Pada disiplin pertama, scratch race, Bernard meraih posisi ke-18, yang memberinya enam poin. Di disiplin kedua, tempo race, ia berada di posisi ke-20 dan memperoleh dua poin. Kemudian, dalam elimination race, Bernard berada di posisi ke-22, meraih satu poin.
Pada nomor terakhir, points race, Bernard menyelesaikan balapan di posisi ke-20, namun karena sistem penilaian negatif pada nomor ini, ia kehilangan 40 poin. Total poin yang didapat Bernard dari keempat disiplin adalah -31 poin, mengakibatkan posisinya di klasemen akhir.
Pencapaian ini berarti Bernard tidak berhasil mencapai target awal untuk masuk sepuluh besar. Namun, ia tetap mendapatkan penghargaan atas pencapaiannya, menjadi satu-satunya atlet Asia Tenggara yang berkompetisi di nomor Omnium putra pada Olimpiade Paris 2024. Hanya atlet Jepang, Kazuhige Kuboki, yang turut bersaing dalam disiplin ini dari Asia.

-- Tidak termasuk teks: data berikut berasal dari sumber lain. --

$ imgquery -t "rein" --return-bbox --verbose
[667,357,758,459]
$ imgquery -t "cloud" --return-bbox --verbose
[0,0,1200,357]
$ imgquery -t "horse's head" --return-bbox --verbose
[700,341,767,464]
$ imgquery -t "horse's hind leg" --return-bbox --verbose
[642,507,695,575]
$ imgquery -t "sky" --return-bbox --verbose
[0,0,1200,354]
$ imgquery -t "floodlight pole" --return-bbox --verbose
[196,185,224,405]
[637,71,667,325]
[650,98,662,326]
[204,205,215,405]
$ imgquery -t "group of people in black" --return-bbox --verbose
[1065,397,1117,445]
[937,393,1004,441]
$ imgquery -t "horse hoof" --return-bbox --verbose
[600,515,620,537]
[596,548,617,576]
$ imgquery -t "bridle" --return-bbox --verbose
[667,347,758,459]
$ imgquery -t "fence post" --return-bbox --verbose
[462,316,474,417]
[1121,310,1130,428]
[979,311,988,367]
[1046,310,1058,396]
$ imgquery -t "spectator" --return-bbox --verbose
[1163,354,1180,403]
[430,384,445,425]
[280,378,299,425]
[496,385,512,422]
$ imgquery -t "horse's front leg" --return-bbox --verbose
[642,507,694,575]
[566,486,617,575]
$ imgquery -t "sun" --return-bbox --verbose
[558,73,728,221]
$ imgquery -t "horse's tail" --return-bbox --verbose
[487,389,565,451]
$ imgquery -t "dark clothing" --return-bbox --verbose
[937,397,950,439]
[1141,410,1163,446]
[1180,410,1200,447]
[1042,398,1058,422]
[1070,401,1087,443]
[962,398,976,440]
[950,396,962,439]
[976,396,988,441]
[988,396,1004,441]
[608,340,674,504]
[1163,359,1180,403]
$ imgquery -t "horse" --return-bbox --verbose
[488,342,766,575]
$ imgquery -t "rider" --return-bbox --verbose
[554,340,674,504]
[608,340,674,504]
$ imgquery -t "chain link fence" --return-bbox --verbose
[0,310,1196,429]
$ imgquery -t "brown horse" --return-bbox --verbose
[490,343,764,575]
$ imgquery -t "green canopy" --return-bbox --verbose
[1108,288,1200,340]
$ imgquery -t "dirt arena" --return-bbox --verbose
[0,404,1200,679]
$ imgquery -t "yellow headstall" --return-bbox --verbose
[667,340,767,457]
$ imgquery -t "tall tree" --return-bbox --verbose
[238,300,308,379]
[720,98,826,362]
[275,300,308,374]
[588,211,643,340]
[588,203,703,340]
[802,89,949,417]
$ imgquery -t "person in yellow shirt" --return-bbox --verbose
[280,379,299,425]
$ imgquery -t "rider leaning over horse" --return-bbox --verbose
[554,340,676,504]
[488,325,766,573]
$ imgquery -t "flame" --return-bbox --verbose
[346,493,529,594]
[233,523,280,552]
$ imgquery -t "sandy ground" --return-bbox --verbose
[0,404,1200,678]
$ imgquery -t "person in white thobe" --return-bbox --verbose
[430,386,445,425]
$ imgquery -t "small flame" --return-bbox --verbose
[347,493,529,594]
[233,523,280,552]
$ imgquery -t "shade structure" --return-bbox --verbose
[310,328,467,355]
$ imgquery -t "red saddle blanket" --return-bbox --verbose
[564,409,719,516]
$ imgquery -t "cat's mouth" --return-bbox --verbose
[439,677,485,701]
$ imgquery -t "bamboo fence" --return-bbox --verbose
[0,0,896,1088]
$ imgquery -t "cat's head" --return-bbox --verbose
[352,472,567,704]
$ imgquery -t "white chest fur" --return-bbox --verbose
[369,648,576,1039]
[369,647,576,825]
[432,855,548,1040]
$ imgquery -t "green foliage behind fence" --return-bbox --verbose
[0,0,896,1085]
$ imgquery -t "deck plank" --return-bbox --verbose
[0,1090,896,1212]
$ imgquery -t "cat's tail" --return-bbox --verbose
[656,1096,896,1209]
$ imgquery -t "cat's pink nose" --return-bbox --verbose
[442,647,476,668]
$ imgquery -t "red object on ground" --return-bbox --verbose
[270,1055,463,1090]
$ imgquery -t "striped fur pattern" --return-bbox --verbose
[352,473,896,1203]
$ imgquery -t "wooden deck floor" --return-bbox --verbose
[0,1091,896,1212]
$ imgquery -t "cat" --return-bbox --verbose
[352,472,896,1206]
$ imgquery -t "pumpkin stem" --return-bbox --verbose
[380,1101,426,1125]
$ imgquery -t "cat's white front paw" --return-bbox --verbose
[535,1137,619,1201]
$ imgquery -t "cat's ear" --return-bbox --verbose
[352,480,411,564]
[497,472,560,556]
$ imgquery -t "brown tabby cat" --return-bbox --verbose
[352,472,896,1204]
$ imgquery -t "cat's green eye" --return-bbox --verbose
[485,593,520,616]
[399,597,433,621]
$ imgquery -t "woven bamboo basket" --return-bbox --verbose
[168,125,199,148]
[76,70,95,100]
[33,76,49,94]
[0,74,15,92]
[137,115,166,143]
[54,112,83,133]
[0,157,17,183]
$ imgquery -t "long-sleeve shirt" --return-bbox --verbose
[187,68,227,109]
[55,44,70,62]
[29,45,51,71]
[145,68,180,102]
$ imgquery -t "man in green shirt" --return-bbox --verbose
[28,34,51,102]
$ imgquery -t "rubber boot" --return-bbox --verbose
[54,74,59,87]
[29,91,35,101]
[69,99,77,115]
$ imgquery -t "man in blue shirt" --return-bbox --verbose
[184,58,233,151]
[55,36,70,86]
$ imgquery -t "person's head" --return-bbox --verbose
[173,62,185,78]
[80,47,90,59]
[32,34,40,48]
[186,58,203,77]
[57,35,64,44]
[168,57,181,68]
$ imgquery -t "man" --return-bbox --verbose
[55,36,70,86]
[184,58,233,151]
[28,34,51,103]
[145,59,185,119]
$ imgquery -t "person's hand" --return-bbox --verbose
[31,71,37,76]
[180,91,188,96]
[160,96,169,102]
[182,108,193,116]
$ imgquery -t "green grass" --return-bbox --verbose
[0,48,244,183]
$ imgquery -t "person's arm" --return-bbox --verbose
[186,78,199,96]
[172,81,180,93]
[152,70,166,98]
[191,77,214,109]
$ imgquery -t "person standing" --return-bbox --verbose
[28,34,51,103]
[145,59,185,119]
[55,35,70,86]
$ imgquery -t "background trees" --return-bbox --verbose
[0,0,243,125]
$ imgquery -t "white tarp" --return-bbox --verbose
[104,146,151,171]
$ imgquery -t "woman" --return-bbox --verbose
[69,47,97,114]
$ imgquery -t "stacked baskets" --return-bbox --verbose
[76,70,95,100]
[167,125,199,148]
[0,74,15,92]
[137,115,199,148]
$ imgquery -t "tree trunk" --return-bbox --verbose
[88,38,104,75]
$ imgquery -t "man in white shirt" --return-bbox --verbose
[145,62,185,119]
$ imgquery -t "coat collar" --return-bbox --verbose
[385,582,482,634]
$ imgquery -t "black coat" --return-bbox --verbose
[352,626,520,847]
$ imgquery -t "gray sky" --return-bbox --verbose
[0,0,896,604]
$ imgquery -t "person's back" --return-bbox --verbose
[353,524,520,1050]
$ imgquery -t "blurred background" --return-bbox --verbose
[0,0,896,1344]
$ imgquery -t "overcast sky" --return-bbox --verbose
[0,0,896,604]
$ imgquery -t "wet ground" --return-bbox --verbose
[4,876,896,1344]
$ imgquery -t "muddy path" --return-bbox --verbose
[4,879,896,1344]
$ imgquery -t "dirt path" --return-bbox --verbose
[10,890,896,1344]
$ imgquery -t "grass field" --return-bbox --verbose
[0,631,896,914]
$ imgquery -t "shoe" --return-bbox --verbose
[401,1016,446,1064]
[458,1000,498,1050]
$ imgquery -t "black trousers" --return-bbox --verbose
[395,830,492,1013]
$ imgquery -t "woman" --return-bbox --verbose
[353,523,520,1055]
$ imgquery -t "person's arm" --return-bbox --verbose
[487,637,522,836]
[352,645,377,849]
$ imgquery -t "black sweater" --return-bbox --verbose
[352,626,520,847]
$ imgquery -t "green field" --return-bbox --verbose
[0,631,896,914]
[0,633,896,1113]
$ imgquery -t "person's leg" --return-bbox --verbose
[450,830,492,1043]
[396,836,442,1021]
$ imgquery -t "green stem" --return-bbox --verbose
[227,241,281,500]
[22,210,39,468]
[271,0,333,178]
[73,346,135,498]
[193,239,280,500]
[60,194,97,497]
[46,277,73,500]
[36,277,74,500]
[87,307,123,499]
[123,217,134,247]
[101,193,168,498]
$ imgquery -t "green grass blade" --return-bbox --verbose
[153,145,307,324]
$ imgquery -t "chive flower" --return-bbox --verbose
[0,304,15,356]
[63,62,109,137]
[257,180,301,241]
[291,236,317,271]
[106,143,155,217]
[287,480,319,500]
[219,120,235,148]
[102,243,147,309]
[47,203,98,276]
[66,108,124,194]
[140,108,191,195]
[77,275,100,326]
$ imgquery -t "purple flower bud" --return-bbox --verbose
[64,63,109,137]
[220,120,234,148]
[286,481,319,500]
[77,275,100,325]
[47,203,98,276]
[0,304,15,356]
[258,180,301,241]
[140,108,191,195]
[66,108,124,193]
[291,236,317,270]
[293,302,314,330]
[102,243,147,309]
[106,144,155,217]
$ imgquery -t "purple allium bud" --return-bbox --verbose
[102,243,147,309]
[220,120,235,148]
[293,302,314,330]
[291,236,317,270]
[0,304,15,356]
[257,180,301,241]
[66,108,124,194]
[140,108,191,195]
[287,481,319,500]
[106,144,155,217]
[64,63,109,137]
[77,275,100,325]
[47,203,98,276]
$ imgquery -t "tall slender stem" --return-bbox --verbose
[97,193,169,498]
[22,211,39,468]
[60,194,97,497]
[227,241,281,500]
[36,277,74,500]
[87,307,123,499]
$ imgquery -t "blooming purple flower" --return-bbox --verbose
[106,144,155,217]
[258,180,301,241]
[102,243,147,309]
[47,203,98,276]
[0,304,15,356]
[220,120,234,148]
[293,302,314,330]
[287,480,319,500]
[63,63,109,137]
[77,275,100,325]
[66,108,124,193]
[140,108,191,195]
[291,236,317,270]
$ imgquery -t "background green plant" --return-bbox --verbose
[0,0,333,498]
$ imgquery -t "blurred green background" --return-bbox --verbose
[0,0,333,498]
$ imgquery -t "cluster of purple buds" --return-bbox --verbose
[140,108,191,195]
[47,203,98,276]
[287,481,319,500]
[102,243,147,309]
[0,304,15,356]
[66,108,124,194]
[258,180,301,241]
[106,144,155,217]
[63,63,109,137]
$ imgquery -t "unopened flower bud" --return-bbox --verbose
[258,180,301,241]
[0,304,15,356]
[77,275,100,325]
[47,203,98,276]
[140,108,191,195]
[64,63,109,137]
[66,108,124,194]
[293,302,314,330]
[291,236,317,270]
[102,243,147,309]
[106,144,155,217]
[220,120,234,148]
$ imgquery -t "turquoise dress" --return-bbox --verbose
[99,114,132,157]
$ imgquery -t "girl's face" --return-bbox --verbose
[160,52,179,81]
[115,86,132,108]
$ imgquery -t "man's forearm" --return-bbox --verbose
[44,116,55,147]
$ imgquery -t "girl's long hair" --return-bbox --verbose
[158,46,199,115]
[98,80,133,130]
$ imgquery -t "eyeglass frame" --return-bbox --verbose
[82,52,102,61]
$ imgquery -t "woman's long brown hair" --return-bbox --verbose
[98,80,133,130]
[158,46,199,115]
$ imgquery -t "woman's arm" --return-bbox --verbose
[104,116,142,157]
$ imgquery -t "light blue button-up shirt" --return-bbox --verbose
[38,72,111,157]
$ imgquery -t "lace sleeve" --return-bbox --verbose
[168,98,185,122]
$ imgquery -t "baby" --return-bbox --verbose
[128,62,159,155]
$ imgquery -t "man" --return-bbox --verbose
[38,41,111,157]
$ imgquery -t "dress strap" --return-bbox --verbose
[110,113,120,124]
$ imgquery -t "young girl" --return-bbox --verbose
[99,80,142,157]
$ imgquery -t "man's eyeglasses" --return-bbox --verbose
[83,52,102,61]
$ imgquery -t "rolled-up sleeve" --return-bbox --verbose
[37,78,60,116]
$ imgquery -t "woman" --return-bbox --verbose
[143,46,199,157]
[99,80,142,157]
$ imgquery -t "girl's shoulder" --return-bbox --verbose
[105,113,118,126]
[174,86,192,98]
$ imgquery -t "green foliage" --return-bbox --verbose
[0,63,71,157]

Di kategori Omnium putra, medali emas diraih oleh Benjamin Thomas dari Prancis dengan total 164 poin. Medali perak dimenangkan oleh Iuri Leitao dari Portugal dengan 153 poin, sementara Fabio van den Bossche dari Belgia meraih medali perunggu dengan 131 poin.
Meski hasil yang diraih belum sesuai harapan, penampilan Bernard van Aert tetap mencerminkan dedikasi dan semangat yang tinggi, memberikan motivasi untuk pencapaian di kompetisi mendatang.